TL;DR: I'm trying to build a daily creative writing habit. This post is the result of an exercise toward that end. It's probably an awful first draft of a little flash fiction scene, unless I've tried something especially weird or decided to write something meta. Let me know what you think!

The man broke eye contact with Korrine and snapped his gaze to Marek as that man's fingers brushed the handles of concealed knives.

"I've been rude," he said. "In all the excitement, none of us have introduced ourselves. My name is Anton. I'm studying to be a physician. And you are?" He smiled and extended an open hand up to Marek from where he crouched.

"I am Marek," he said, relaxing just a degree. His hands came forward to grasp Anton's arm. He hoisted the younger man to his feet. "She is my daughter Korrine." She flushed slightly at the tone in his voice.

"And I am Danijel," said the booming voice of an older man to Marek's left. He'd been grimly watching it all. "Anton is my son. The boy is little Sebastijan, son of my other son Petar." A man to Danijel's left nodded. "Jelena is my wife and Laura is Petar's wife. Laura is the boy's mother." He gestured to a pair of women, the older of the two comforting the younger weeping one.

Marek noticed Danijel's hands had eased from behind his back as he spoke, mirroring his own gesture. Both men smiled and nodded in understanding. A tension eased.
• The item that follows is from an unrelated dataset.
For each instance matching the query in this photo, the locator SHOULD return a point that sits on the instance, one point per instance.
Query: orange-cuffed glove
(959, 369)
"We are pleased to meet you all," said Marek, "and to have been of aid."

"I hate to ask more of you," said Anton, "but the sooner we can get Sebastijan to a clean bed back at the house, the better I can ensure he heals well. You have an intact wagon—is there any way you could lend us a ride?"

Marek stroked his beard. "I'd gladly offer," he said, gesturing to their wagon, "but as you can see we're heavy with cargo bound for the market and we've no room for passengers."
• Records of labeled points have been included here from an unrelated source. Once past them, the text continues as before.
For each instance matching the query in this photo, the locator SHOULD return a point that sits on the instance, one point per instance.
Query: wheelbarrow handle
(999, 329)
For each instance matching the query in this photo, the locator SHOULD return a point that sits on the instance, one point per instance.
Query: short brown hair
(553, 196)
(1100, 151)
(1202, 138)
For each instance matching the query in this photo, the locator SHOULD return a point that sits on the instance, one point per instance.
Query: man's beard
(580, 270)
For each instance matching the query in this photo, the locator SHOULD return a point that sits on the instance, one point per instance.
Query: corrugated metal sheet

Korrine gave her father a sharp glance, but Danijel just laughed.

"I see barrels," said Danijel. "What do you carry?"

"Wheat and rye beer, best you'll ever taste."

"I'll buy it all right now. And your wagon outright. Name a price."

Marek's brows shot up. "And the wagon? I couldn't part with it all it for less than—" He paused to gaze upward, muttering some calculation to himself. "—at least 25 aureus." Korrine's glance turned to a stormy glare.

Danijel shook his head and sadly said, "Not good enough, my friend."

"But I built that wagon with my own hands—"

Danijel cut Marek off with a gesture. "You misunderstand me: you've asked for too little. I will pay no less than 100 aureus for all this."

Korrine gaped. Anton smiled. Marek blinked and held out a hand to Danijel. "I'd be a fool to argue. For that price, I'll build you a new wagon from scratch."

"I didn't take you for a fool," said Danijel, grasping Marek's hand. "Some help fixing our old wagon would be appreciated, though."

"One more thing," said Anton, sheepishly. "I'd very much appreciate it if Miss Korrine could accompany us to help keep Sebastijan stable on the trip."

Marek darkened. "Absolutely not."

"Father!" Korrine hissed.

"Daughter," said Marek.

"These are good people," she said, "and this boy still needs help."

Marek drew a breath to speak, but Danijel interrupted: "How about this—10 aureus in wages for Korrine's service to us today and 10 more to you, Marek, for your service while they're on their way. We will join them when we've finished here. I'll feed you both and make sure you get back home safely afterward."

Marek sighed. "That's more than fair and I don't think I could hold her back anyway."

He reached under his jacket and unbuckled one of his knives. Korrine's face displayed a measure of horror as he handed it to her. Somehow she hadn't realized it was there.

"Take it," said Marek. "While we are apart, use this if you find yourself not among good people." Korrine took the sheath and buckled it across her back.

"Very good," said Danijel, with a clap. "Men, let's get to work unloading my beer so we can get my grandson home before sunset."